En materia de litio, la Argentina lleva la delantera. Dávila señaló que el país cuenta con empresas de consultoría e ingeniería que desarrollaron un importante conocimiento técnico en extracción directa de litio, lo que les abre posibilidades concretas de exportar servicios incluso a Chile. Sin embargo, advirtió que la situación es distinta con el cobre: «No hay un expertise en la minería 4.0 que incluye tecnología, machine learning, gemelos digitales y otras cuestiones tecnológicas», reconoció, aunque señaló que la cooperación con el vecino trasandino, que acumula experiencia consolidada en ese mineral, puede ser la llave para acortar esa brecha.

Cacciola puso la lupa sobre una realidad que pocos mencionan: la Argentina tiene seis proyectos cupríferos de clase mundial que permanecen vírgenes. «Se conocen hace años, hay trabajos y ocupación, pero nunca produjeron una tonelada de cobre», dijo. El camino para desbloquearlos pasa, en su visión, por la consolidación del proceso iniciado con la aprobación de la reforma de la Ley de Glaciares, que busca dar certeza jurídica tanto al cuidado ambiental como al desarrollo productivo.

Buenos Aires: 140 años de minería y 600 empleos perdidos

El contrapunto más incómodo de la jornada llegó desde la Provincia de Buenos Aires. Delgado recordó que la provincia tiene más de 140 años de actividad minera y es la principal productora de áridos, piedra partida y cemento del país. Pero hoy ese sector sufre. «Esa minería está sufriendo el golpe del parate de la obra pública por decisión del gobierno nacional, que nos ha socavado bastante profundo», afirmó sin rodeos, y cuantificó el daño: más de 600 puestos de trabajo directos perdidos.

La funcionaria también denunció falta de diálogo con la Secretaría de Minería nacional y un deterioro crítico de la ruta 3, corredor estratégico que atraviesa la provincia hasta la Patagonia. «No hay una mirada clara de la inversión del gobierno nacional», cuestionó.

Pese al cuadro adverso, Delgado anunció que la provincia avanza en exploración de sus recursos y que estudios recientes arrojaron «datos alentadores para tierras raras«, lo que ya empieza a despertar interés del sector privado.

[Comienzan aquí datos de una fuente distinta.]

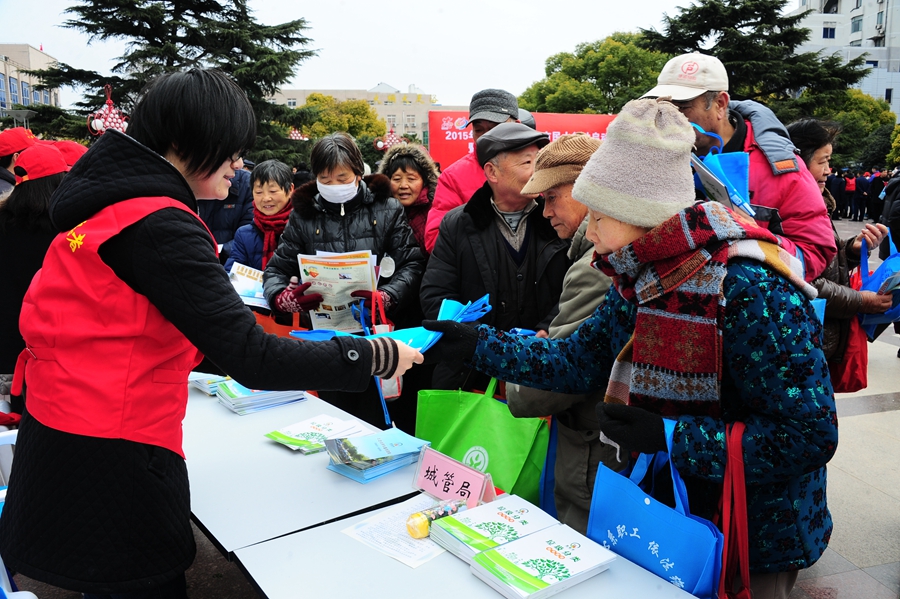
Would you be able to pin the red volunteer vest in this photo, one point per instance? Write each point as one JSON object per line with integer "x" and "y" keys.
{"x": 102, "y": 361}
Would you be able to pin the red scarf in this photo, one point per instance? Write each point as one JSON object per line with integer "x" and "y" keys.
{"x": 272, "y": 227}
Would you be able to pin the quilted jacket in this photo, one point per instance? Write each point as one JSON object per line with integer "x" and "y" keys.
{"x": 774, "y": 378}
{"x": 112, "y": 516}
{"x": 373, "y": 221}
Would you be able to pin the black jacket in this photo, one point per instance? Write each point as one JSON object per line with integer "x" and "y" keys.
{"x": 109, "y": 515}
{"x": 225, "y": 217}
{"x": 373, "y": 221}
{"x": 464, "y": 266}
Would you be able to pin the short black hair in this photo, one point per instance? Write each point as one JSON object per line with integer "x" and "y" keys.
{"x": 332, "y": 151}
{"x": 201, "y": 114}
{"x": 404, "y": 162}
{"x": 811, "y": 134}
{"x": 272, "y": 171}
{"x": 28, "y": 206}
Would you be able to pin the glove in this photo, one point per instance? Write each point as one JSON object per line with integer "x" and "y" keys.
{"x": 293, "y": 300}
{"x": 456, "y": 345}
{"x": 633, "y": 428}
{"x": 366, "y": 295}
{"x": 875, "y": 303}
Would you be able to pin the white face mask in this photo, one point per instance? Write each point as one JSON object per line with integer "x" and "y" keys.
{"x": 338, "y": 194}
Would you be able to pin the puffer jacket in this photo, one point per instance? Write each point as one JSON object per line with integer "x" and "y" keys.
{"x": 456, "y": 185}
{"x": 842, "y": 302}
{"x": 373, "y": 221}
{"x": 779, "y": 180}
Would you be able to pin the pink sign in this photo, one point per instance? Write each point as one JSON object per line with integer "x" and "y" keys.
{"x": 444, "y": 478}
{"x": 450, "y": 135}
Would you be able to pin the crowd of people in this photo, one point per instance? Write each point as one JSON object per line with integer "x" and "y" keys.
{"x": 616, "y": 303}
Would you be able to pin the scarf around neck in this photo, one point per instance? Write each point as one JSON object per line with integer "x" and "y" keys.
{"x": 673, "y": 363}
{"x": 272, "y": 227}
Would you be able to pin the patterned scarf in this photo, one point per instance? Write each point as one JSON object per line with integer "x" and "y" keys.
{"x": 272, "y": 227}
{"x": 673, "y": 363}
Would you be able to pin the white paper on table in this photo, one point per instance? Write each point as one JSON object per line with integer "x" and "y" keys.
{"x": 386, "y": 532}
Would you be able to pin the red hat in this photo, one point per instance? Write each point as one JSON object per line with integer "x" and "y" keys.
{"x": 41, "y": 160}
{"x": 71, "y": 150}
{"x": 15, "y": 140}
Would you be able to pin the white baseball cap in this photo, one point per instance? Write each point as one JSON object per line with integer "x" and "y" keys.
{"x": 687, "y": 76}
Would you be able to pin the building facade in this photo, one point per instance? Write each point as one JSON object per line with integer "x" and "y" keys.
{"x": 17, "y": 87}
{"x": 405, "y": 112}
{"x": 851, "y": 28}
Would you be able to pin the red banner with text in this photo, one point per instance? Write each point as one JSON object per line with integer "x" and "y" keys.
{"x": 450, "y": 137}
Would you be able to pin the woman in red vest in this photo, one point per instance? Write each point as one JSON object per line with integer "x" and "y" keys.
{"x": 130, "y": 298}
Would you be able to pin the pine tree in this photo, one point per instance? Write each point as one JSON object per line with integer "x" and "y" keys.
{"x": 758, "y": 45}
{"x": 173, "y": 35}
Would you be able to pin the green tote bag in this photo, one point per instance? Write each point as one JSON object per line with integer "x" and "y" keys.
{"x": 479, "y": 431}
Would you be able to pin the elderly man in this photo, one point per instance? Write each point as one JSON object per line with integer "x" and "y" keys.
{"x": 579, "y": 449}
{"x": 698, "y": 86}
{"x": 499, "y": 244}
{"x": 460, "y": 180}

El «minerómetro» a full: cómo insertarse en la cadena de valor

Baglietto aportó la mirada del proveedor industrial y graficó el momento con una imagen contundente: «Hoy el minerómetro está a full después de mucho tiempo, generando un interés que generalmente no había, con todas las provincias y las cámaras tratando de posicionarse dentro de la cadena de valor». Su llamado fue directo: las empresas que hoy producen tecnología para el agro deben animarse a reconvertirse y ofrecer sus soluciones al sector minero. «Como argentinos tenemos que saber aprovechar e insertarnos dentro de la cadena de valor para participar en la mayor parte del proceso productivo», planteó.

La trampa impositiva que frena la competitividad

El mismo Baglietto encendió otra alerta: la carga tributaria argentina hace casi imposible competir en mercados internacionales. «Estamos dispuestos a competir con Occidente, sea Brasil, Chile, Estados Unidos o Europa«, aclaró, pero advirtió que mientras la política no debata el peso del Impuesto al Cheque y de Ingresos Brutos —que se aplica a toda la cadena de valor y puede agregar entre 10 y 15 puntos de costo— esa competitividad seguirá siendo una promesa incumplida.

Reglas claras: la asignatura pendiente

Cacciola cerró con una advertencia que resume la fragilidad del proceso. Empresas de oro y plata que invirtieron entre 2005 y 2018 fueron golpeadas por la inestabilidad macroeconómica y hoy miran a la Argentina con cautela. Las retenciones al litio y la plata generan ruido hacia el exterior y ponen en riesgo la viabilidad de proyectos cuando los precios caen. «Si vuelven a niveles de dos o tres años, no queda ningún proyecto vivo», advirtió, y llamó a diseñar un régimen general que extienda la vida útil de las inversiones y brinde previsibilidad real.

La minería, concluyó Cacciola, no salvará al país de un plumazo, pero puede ser el ancla de desarrollo para miles de familias argentinas: «Va a ayudar a que miles de familias tengan posibilidades de tener un salario y cobertura social importante. Lleva trabajo en el sitio y fuera».